[英]Python finds nonexisting character in file, replaces with nonintended character (encoding issue with non-English characters)
I created a script in python to fix the wrongly-encoded Turkish characters in an.srt file.我在 python 中创建了一个脚本来修复 .srt 文件中错误编码的土耳其字符。 eg 'ý' replaced by the correct character, 'ı'.
例如,'ý' 被正确的字符'ı' 替换。
I open the file (read), iterate over the lines to .replace('ý', 'ı')
, then write the new set of lines to a new file with 'w', encoding='utf8'
.我打开文件(读取),遍历
.replace('ý', 'ı')
的行,然后使用'w', encoding='utf8'
将新的行集写入新文件。 It works great the first time.第一次效果很好。 The issue is that each iteration messes up the fixed character by replacing it with 2 other characters.
问题是每次迭代都会用其他 2 个字符替换固定字符,从而弄乱它。 Can provide more info if needed!
如果需要可以提供更多信息!
Part of input:部分输入:
yakýn deðillerdi, ama
bir þeyler yapmak istedim
Output the first time around: Output 第一次:
yakın değillerdi, ama
bir şeyler yapmak istedim
Output the second time around: Output 第二次:
yakın değillerdi, ama
bir ÅŸeyler yapmak istedim
Output the third time around: Output 第三次:
yakın değillerdi, ama
bir ÅŸeyler yapmak istedim
And it gets worse every time it runs through.每次运行它都会变得更糟。 Thoughts?
想法? If I had to guess, the characters I'm finding ('ý') match with the ('ı') already in the file, then replace it with ('ı') which is wrongly-encoded into ('ı')?
如果我不得不猜测,我找到的字符 ('ý') 与文件中已有的 ('ı') 匹配,然后将其替换为 ('ı'),后者被错误编码为 ('ı' )?

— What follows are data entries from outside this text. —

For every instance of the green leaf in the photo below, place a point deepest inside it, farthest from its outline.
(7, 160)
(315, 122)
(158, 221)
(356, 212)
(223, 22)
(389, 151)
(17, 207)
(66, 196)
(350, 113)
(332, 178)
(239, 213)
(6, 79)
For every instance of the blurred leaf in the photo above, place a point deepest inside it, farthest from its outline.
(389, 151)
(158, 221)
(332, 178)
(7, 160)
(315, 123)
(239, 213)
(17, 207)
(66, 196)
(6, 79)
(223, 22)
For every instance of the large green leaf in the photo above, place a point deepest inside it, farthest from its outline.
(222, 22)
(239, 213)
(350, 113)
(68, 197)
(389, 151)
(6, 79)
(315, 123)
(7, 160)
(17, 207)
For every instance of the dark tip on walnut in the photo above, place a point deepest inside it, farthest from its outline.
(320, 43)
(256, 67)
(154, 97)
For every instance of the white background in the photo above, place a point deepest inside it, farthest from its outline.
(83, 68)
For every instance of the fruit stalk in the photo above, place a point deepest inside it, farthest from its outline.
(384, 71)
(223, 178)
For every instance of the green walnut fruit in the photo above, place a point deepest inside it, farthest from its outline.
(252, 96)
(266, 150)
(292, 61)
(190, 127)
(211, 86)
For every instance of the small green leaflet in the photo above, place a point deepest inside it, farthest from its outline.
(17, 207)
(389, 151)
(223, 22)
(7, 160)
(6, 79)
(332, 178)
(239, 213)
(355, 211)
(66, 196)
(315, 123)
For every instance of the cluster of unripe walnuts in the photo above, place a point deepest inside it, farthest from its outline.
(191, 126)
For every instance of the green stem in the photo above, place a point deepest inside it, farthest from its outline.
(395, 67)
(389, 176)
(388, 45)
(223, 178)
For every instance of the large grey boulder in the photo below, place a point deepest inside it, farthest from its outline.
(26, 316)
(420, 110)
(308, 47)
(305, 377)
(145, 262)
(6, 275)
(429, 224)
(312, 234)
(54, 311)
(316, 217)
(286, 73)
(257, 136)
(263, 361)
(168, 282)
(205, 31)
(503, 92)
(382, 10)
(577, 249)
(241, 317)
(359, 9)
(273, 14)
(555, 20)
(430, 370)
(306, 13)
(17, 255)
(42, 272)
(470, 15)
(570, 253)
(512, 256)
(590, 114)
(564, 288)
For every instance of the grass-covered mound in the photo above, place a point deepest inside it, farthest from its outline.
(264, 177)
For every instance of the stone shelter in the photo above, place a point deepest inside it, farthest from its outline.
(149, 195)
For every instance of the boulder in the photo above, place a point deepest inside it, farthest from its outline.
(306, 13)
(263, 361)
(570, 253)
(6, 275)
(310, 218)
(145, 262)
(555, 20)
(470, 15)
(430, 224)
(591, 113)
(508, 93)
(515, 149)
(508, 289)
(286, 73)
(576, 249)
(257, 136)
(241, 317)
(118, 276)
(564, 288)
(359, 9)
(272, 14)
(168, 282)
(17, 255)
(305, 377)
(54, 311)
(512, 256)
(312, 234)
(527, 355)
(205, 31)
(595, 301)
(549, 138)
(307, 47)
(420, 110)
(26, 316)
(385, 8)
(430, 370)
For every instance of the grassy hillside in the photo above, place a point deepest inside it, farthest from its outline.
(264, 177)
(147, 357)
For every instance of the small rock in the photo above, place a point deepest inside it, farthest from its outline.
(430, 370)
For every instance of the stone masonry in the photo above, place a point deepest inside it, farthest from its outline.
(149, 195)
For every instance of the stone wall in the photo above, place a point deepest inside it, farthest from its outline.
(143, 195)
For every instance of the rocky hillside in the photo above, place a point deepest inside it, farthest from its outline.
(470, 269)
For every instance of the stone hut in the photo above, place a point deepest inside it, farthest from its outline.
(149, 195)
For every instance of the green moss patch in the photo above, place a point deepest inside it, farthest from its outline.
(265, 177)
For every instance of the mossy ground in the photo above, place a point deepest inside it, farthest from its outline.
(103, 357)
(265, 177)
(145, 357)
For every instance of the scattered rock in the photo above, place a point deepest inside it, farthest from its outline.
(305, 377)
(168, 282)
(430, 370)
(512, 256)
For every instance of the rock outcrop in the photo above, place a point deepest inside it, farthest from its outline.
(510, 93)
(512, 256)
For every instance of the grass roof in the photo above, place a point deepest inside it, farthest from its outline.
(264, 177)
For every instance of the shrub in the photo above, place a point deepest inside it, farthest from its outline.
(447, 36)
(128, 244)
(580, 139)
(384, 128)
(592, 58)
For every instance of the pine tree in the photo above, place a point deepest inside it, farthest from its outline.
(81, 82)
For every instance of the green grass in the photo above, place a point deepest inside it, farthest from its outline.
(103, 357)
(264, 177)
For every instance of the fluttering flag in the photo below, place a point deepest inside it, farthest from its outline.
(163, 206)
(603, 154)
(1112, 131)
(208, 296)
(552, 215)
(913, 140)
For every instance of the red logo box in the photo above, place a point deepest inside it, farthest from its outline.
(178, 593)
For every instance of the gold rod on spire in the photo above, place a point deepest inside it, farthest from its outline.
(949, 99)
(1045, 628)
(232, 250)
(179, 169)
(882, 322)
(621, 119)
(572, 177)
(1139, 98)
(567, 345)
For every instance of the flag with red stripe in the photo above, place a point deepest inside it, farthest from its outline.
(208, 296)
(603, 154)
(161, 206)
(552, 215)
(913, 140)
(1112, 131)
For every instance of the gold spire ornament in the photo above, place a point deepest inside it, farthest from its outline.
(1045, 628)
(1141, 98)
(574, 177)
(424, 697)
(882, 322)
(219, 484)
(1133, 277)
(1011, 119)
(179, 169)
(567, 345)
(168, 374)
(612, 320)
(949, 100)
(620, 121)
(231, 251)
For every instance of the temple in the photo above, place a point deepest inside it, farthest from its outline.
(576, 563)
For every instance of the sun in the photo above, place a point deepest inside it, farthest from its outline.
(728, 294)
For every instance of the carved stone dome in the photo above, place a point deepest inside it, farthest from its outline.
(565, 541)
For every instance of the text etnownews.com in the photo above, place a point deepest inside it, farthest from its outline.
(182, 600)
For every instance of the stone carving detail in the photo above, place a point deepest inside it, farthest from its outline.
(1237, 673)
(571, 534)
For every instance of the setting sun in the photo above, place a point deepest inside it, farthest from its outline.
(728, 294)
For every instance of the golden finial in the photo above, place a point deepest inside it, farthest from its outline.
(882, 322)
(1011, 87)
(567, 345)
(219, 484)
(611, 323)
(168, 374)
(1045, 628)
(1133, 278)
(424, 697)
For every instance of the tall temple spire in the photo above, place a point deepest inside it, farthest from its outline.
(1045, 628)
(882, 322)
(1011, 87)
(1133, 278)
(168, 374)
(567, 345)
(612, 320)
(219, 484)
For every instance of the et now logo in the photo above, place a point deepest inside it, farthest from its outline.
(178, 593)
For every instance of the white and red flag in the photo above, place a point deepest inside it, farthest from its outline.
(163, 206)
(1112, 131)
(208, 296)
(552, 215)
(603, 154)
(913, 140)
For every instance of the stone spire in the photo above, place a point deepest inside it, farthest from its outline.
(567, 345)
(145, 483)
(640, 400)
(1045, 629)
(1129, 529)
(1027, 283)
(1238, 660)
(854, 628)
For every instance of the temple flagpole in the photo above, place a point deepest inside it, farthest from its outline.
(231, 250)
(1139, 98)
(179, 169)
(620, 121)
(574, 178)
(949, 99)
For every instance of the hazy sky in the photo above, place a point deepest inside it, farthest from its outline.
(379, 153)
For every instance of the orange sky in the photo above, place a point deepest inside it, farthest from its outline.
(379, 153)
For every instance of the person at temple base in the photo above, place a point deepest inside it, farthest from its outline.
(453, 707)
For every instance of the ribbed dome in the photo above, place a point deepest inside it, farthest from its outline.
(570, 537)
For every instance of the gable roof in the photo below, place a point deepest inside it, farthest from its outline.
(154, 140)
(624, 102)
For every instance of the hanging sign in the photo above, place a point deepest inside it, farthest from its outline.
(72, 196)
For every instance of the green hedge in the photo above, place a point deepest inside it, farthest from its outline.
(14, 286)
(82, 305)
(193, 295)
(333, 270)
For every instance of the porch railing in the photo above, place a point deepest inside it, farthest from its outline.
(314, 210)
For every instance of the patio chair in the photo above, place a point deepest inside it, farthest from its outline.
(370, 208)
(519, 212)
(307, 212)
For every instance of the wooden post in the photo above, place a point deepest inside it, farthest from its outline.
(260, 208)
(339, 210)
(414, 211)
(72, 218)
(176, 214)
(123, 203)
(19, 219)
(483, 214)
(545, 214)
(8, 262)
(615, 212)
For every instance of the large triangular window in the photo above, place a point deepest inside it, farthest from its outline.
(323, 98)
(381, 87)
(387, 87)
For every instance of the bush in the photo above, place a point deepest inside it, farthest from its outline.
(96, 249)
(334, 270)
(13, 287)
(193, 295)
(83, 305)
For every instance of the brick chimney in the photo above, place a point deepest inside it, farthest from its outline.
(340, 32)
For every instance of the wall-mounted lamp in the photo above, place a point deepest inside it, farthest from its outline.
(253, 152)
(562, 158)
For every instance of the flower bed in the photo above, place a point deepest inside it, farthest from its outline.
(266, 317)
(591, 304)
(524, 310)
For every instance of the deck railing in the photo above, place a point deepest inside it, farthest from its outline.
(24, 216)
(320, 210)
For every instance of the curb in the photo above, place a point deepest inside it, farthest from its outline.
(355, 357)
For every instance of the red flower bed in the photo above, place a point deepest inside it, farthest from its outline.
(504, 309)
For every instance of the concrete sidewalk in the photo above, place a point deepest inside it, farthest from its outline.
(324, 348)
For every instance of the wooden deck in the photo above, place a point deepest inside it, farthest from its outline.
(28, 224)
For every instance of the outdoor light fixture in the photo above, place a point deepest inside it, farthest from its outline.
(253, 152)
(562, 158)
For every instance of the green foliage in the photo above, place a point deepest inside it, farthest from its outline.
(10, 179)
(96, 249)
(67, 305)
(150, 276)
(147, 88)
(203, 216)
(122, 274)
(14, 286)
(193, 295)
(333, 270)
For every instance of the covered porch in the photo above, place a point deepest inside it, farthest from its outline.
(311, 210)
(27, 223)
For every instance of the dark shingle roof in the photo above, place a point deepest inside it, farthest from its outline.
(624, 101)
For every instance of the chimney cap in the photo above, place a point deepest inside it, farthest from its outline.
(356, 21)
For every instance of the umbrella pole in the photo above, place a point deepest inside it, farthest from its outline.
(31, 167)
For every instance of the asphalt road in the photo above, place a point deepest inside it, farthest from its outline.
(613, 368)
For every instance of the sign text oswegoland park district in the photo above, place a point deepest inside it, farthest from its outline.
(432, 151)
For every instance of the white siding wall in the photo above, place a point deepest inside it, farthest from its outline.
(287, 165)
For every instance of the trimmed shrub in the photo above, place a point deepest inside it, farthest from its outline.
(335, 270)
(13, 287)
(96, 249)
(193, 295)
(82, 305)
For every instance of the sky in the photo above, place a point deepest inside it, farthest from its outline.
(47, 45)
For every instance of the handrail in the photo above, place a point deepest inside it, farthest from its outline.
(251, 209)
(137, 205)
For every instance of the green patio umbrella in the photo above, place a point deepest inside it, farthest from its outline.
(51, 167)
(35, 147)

It's also not a systematic change every time (see second-->third iteration) so I'm stumped.
这也不是每次都有系统的变化(见第二次 - >第三次迭代)所以我很难过。 I'm a bit of a newbie so please excuse any "obvious" knowledge I might not have!
我有点新手,所以请原谅我可能没有的任何“明显”知识!
edit: The code, as requested:编辑:代码,按要求:
import os
directoryPath = 'D:\\tv\\b99'
fileTypes = ['.srt']
fullFilePaths = []
def get_filepaths(directory, filetype):
"""
This function will generate the file names in a directory
tree by walking the tree either top-down or bottom-up. For each
directory in the tree rooted at directory top (including top itself),
it yields a 3-tuple (dirpath, dirnames, filenames).
"""
filePathslist = []
for root, directories, files in os.walk(directory):
for filename in files:
# Join the two strings in order to form the full filepath.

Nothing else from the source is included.